# my puppy's leg is hurt



## luvleegurl (Jan 2, 2010)

my puppy got thrown off the top bunk last night and one of her front legs is hurt, we have felt all around her leg and it hasn't hurt her for us to do that, she just cant put much weight on it now.

a friend told me to give her half a baby asprin...should i?


----------



## Dog_Shrink (Sep 29, 2009)

NO asprin. You don't want the dog to use the leg if it is hurt and by removing the pain she might over exert herself. You want her to limit herself at this point. You really need to get her to the vet at that age if she damaged a growth plate or even her spine you could be looking at serious issues with growth and development. There could be a hairline fracture that isn't always painful upon palpation but is revealed with x-rays, and if you give asprin when there is a fracture you could cause more harm than help. When there is a break in the leg it relseases marrow into the blood stream and (I forget exactly what it's called) but it could kill your dog. and lastly ... why the heck was the pup on a top bunk with out parental supervision? Prevention is the best medicine with pups.


----------



## luvleegurl (Jan 2, 2010)

Dog_Shrink said:


> NO asprin. You don't want the dog to use the leg if it is hurt and by removing the pain she might over exert herself. You want her to limit herself at this point. You really need to get her to the vet at that age if she damaged a growth plate or even her spine you could be looking at serious issues with growth and development. There could be a hairline fracture that isn't always painful upon palpation but is revealed with x-rays, and if you give asprin when there is a fracture you could cause more harm than help. When there is a break in the leg it relseases marrow into the blood stream and (I forget exactly what it's called) but it could kill your dog. and lastly ... why the heck was the pup on a top bunk with out parental supervision? Prevention is the best medicine with pups.


thank you so much, this was so very helpful!!! my son has never took that dog up on the top bunk but his friend decided to take her up there and from what my son said, his friend was playing with khloe (puppy) she bit him and then he threw her off the bunk!! i'm soooo upset! i should have not have trusted to leave her in there with the kids.... my son knows better but not all other kids do! :'(

khloe and i when i first got her...


----------



## Dog_Shrink (Sep 29, 2009)

You're welcome and being a chi I would ABSOLUTELY get her to a vet ASAP. She is so small something could very easily be broken.

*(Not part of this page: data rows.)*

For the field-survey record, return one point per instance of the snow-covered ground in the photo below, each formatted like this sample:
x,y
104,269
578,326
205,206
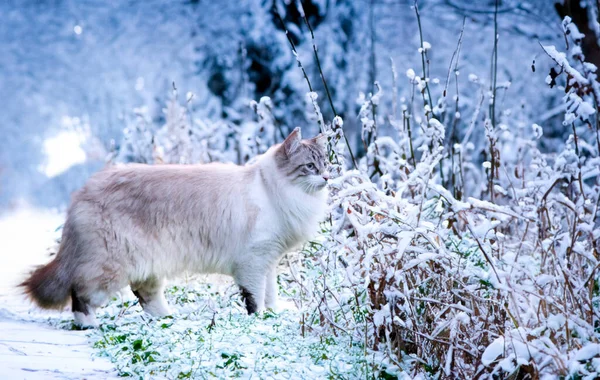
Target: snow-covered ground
x,y
209,334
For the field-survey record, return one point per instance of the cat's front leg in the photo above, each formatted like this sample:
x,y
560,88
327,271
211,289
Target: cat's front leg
x,y
271,288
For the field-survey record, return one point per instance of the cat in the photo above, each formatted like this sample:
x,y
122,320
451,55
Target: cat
x,y
138,225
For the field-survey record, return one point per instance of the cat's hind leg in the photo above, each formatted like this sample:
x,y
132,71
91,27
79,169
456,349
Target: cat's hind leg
x,y
251,280
271,288
151,295
84,312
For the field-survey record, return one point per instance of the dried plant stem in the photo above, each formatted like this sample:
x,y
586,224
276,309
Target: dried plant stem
x,y
424,66
318,61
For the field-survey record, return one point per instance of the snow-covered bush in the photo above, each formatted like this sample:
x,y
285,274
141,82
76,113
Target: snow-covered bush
x,y
444,275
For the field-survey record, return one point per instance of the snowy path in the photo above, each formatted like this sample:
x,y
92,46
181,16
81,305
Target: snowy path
x,y
30,347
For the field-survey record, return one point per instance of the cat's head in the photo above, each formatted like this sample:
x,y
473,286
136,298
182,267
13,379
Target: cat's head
x,y
304,162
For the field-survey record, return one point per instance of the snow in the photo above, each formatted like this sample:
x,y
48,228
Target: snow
x,y
63,151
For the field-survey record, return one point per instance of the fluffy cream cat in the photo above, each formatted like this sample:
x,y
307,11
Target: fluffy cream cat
x,y
139,224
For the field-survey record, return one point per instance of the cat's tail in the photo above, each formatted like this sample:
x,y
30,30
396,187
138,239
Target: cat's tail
x,y
49,286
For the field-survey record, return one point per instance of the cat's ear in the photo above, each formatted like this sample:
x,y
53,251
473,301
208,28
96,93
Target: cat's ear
x,y
320,140
292,142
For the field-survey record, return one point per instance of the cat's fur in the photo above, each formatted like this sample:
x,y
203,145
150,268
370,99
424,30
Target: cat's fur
x,y
139,224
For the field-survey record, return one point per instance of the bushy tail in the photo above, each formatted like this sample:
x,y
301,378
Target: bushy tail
x,y
49,286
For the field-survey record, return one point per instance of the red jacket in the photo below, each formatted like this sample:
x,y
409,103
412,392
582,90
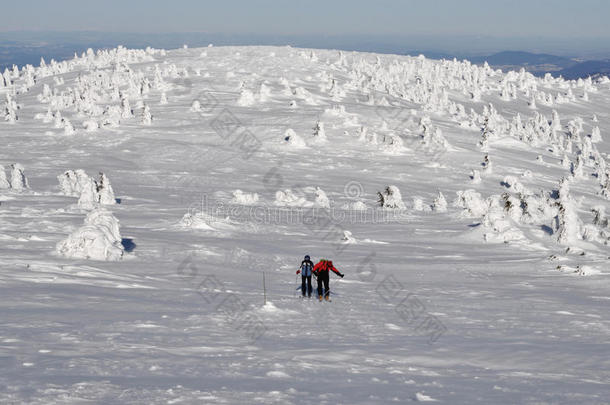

When you get back kick your son's friend for being a stupid goof, and give his parents the bill. lastly I know this goes with out saying but kids and dogs should NEVER be alone together with out a responsible adult (unless the kids are like 13 and up and have doggie knowledge).


----------



## luvleegurl (Jan 2, 2010)

us today




Dog_Shrink said:


> You're welcome and being a chi I would ABSOLUTELY get her to a vet ASAP. She is so small something could very easily be broken. When you get back kick your son's friend for being a stupid goof, and give his parents the bill. lastly I know this goes with out saying but kids and dogs should NEVER be alone together with out a responsible adult (unless the kids are like 13 and up and have doggie knowledge).



you are absolutly right, i feel like such a bad mama, i appreciate your help. time to log off and get her some help...i will keep you posted!


----------



## Dog_Shrink (Sep 29, 2009)

Sounds like a good plan. I appreciate the update. Hope she's ok.


----------



## luvleegurl (Jan 2, 2010)

we couldn't go to vet!!! ugh, its her foot, swollen!


----------



## spotted nikes (Feb 7, 2008)

She needs a vet. Why didn't you take her?


----------



## luvleegurl (Jan 2, 2010)

spotted nikes said:


> She needs a vet. Why didn't you take her?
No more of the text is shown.